Pilihan pengembangan kelembagaan Ibukota Republik Indonesia dapat menjadi tolak ukur rasa keadilan bangsa
Indonesia dalam membenahi carut marut pembangunan perkotaan secara menyeluruh di Indonesia. Jika konsep
megapolitan begitu saja di-gol-kan oleh wakil rakyat, maka bangsa Indonesia tengah mengidap penyakit rendahnya rasa
keadilan. Megapolitan adalah kota dengan ciri-ciri: (1) jumlah penduduk yang sangat besar; (2) jaringan yang tercipta
menggambarkan keterkaitan bukan saja berskala nasional tapi juga internasional; (3) dari sudut ruang, menggambarkan
adanya keterkaitan antar berbagai kota secara individual bahkan penggabungan. Kebutuhan mendesak penanganan
masalah perkotaan di DKI Jakarta memang terasa tinggi, tetapi tidak boleh menyurutkan rasa keadilan kita sebagai
bangsa. Pilihan ke arah sana terbentur oleh kelembagaan kota secara nasional yang tidak jelas.

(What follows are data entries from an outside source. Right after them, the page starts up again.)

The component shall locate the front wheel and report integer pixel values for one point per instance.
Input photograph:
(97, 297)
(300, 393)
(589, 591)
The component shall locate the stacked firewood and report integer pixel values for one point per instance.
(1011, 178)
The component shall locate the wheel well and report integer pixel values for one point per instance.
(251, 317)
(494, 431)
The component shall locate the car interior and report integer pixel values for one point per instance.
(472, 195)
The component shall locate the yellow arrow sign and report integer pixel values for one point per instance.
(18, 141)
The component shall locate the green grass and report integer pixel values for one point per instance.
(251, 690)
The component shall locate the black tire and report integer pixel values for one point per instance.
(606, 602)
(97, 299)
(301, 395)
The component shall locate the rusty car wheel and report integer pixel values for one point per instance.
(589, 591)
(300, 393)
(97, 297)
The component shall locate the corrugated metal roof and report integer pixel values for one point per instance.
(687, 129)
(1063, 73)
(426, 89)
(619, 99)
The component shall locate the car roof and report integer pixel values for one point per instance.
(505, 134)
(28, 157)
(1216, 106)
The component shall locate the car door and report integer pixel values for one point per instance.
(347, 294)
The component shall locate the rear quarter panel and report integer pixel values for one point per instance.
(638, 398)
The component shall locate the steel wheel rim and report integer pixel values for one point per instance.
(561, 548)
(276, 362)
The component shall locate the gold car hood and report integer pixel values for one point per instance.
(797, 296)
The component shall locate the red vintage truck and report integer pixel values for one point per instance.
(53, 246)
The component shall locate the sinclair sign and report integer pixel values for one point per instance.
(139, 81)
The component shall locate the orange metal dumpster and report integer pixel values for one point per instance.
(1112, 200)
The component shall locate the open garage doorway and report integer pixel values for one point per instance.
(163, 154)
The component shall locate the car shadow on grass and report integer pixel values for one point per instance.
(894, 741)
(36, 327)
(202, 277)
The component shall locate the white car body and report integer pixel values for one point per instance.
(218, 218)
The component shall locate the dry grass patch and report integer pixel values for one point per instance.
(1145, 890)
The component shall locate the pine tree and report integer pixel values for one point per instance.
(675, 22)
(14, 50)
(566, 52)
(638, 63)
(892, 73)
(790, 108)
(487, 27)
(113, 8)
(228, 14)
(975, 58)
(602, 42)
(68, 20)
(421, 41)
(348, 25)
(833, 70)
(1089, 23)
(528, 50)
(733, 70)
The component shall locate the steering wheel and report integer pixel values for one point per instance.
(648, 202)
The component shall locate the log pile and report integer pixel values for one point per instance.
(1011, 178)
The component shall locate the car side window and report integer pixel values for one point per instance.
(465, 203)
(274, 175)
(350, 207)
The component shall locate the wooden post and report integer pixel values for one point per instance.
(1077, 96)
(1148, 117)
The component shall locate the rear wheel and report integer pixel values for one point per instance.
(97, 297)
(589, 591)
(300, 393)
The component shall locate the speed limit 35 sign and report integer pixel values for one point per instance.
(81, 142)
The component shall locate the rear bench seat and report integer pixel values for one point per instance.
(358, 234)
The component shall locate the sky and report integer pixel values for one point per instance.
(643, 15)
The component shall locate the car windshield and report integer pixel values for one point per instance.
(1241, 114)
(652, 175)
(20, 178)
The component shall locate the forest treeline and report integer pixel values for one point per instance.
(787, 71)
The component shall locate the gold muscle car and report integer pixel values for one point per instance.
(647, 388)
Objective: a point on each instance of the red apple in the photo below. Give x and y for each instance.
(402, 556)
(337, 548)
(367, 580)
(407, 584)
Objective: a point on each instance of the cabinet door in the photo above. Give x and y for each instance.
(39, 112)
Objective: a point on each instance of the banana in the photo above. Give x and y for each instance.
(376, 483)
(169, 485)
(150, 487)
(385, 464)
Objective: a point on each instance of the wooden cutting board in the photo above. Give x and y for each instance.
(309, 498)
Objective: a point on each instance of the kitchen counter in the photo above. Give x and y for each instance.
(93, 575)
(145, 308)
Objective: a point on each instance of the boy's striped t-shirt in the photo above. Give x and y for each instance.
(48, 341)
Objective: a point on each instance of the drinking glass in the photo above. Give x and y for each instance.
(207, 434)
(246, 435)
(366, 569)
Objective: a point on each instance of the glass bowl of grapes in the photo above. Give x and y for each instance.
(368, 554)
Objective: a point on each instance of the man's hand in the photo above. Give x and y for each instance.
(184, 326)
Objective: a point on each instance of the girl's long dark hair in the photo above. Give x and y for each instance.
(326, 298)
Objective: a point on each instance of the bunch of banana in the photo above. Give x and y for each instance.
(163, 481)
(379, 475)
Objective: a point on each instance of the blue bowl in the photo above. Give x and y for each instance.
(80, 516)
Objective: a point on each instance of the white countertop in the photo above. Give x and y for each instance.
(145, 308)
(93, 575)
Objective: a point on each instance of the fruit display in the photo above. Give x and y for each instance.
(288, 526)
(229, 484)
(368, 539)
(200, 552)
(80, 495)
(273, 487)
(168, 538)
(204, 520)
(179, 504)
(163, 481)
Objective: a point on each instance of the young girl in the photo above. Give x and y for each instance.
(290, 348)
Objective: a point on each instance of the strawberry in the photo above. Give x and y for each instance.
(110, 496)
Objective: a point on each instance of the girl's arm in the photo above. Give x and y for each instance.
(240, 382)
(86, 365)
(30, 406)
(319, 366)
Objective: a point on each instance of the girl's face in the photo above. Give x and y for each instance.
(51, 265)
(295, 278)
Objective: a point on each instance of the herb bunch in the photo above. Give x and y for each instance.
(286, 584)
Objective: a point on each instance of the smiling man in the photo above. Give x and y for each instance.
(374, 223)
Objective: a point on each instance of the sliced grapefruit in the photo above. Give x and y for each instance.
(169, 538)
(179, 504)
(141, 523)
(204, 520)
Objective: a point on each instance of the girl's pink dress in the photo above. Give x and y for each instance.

The choice of institutional development for Jakarta as Indonesian capital city can be the barometer of equity and
fairness as value to whole developing nation, especially for urban development in Indonesia. If megalopolis concept
proposed by Sutiyoso received without reverse, then we have disease to the equity and fairness values as a nation state.
Megalopolis is a city characterized by: (1) huge population and density; (2) national and international networking scale;
(3) huge integrated spatial. The problematic situation of urban development in Jakarta is urgent, but it is un-fair and unequal
if development of other cities in Indonesia is abandoned. The choice to develop megalopolis is still unclear.